As I've said before, I'm not a photographer. I don't know anything about balance or lighting, and my camera (thank goodness) auto-focuses. I can take okay macro shots of my small crafty things, and I know how to adjust the white balance, but that's about it. But, also as I've said before, I'll never get any better if I don't practice. If you have any photography tips, please share them in the comments!
I felt a little weird taking pictures of other people's houses and yards, but as far as I know, no one saw me. If they did, they didn't run out of their house demanding to know what I was doing. Personally, I think I'd be flattered if someone liked my house or garden enough to take pictures of it, but you never know with some people. Anyway, onwards!
Father had it built it for my two older brothers, but it was I who made the greatest use of the treehouse. Henry and Edward had already finished with their tutors and started school by the time it was done, and during the summers when they were home, they had little use for the treehouse in the back garden. They were too busy taking trips to the sea with friends, and going to town with Father. But I was only nine the first summer we had it, and spent nearly every afternoon up amongst the great green leaves. Occasionally the boys would get there first and refuse me entry, and then I would wander the winding path that circled the property, reading as I went, or just thinking. But most days I lounged up there for hours.

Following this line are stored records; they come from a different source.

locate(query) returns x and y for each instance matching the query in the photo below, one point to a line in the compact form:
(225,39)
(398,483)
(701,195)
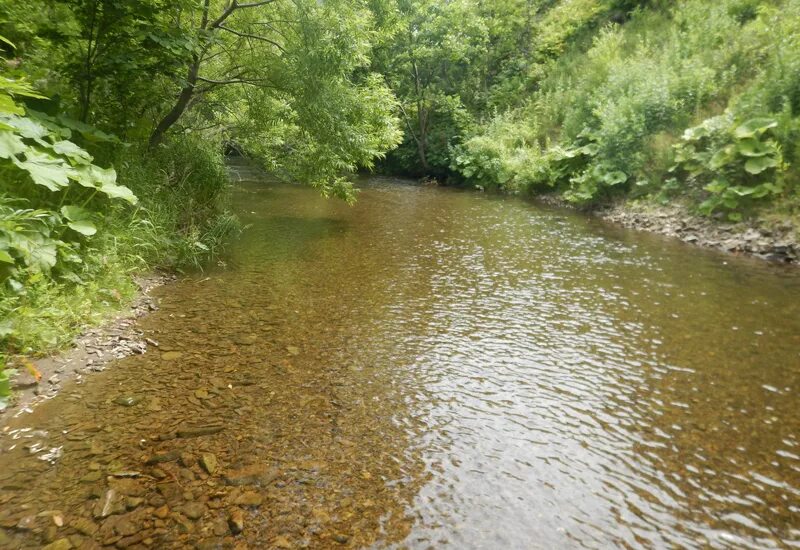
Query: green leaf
(8,105)
(615,178)
(10,144)
(751,147)
(46,170)
(84,227)
(757,165)
(721,158)
(26,127)
(754,127)
(74,152)
(75,213)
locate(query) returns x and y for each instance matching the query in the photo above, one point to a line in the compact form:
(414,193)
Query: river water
(432,368)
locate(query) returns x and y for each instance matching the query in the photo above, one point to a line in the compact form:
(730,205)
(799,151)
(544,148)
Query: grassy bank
(63,278)
(698,99)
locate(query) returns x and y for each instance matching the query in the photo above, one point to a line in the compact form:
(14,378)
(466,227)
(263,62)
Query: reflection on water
(431,368)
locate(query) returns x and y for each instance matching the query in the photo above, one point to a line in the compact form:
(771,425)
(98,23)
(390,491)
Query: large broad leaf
(721,158)
(26,127)
(751,147)
(8,105)
(119,192)
(757,165)
(10,144)
(72,151)
(615,178)
(754,127)
(79,219)
(46,170)
(84,227)
(75,213)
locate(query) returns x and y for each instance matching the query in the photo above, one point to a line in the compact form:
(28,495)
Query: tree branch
(253,36)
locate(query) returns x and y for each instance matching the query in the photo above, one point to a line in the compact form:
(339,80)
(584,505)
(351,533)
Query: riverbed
(431,368)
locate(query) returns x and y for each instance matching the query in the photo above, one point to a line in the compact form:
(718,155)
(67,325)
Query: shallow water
(433,368)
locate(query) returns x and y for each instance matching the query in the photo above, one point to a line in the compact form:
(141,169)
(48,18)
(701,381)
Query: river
(431,368)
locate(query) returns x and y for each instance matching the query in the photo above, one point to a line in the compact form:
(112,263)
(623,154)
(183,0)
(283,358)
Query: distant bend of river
(438,368)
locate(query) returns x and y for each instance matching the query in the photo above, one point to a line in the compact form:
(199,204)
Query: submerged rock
(257,474)
(209,462)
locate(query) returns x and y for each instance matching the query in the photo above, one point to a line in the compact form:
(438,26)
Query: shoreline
(91,351)
(777,242)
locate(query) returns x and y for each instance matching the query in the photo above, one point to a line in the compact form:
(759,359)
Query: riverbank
(92,351)
(769,239)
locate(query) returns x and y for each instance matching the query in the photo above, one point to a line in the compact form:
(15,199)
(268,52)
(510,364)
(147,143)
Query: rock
(163,457)
(111,504)
(127,400)
(250,498)
(161,512)
(200,431)
(91,477)
(84,526)
(188,460)
(26,523)
(236,521)
(193,510)
(126,527)
(256,474)
(209,463)
(281,542)
(60,544)
(128,487)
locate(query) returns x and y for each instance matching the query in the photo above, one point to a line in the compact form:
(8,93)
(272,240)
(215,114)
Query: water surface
(437,368)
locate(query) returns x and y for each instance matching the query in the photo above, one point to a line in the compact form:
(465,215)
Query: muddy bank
(91,352)
(768,240)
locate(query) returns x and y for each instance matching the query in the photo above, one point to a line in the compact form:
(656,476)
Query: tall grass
(608,111)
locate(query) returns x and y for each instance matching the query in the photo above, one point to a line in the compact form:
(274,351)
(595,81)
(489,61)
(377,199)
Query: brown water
(433,368)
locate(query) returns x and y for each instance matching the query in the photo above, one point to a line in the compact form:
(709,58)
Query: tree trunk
(180,105)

Eventually the weather did grow colder, and Mother wouldn't allow me to bring blankets outside. I huddled in my coat and gloves a few times, turning the pages of my books with difficulty, but when the snow came, it was too cold and wet to bear. In the Spring, however, I returned to my loft with greater enthusiasm than before.
Some days it was a sultan's palace, and I was the queen, lounging amongst imaginary silk pillows and admiring the giant rubies and emeralds and sapphires on my fingers and wrists. Other days it was the far north, and I huddled in my igloo, mussing my hair (much to my mother's dismay) in order to better pretend I wore a fur hood like the Eskimos. More often, I was a lady locked in a tower, and I scanned the smooth greenness of the back yard for my knight in shining armor. There were a few fleeting weeks when I showed interest in learning how to weave like the Lady of Shallot, but Mother encouraged me to work on my embroidery instead, laughing that we could not possibly buy a loom. Sullenly, I brought my hoop and threads up the ladder in a basket, and pretended I wove a shuttle back and forth, painting the scenes below inch by inch, instead of making tight, tiny stitches that outlined flowers and birds.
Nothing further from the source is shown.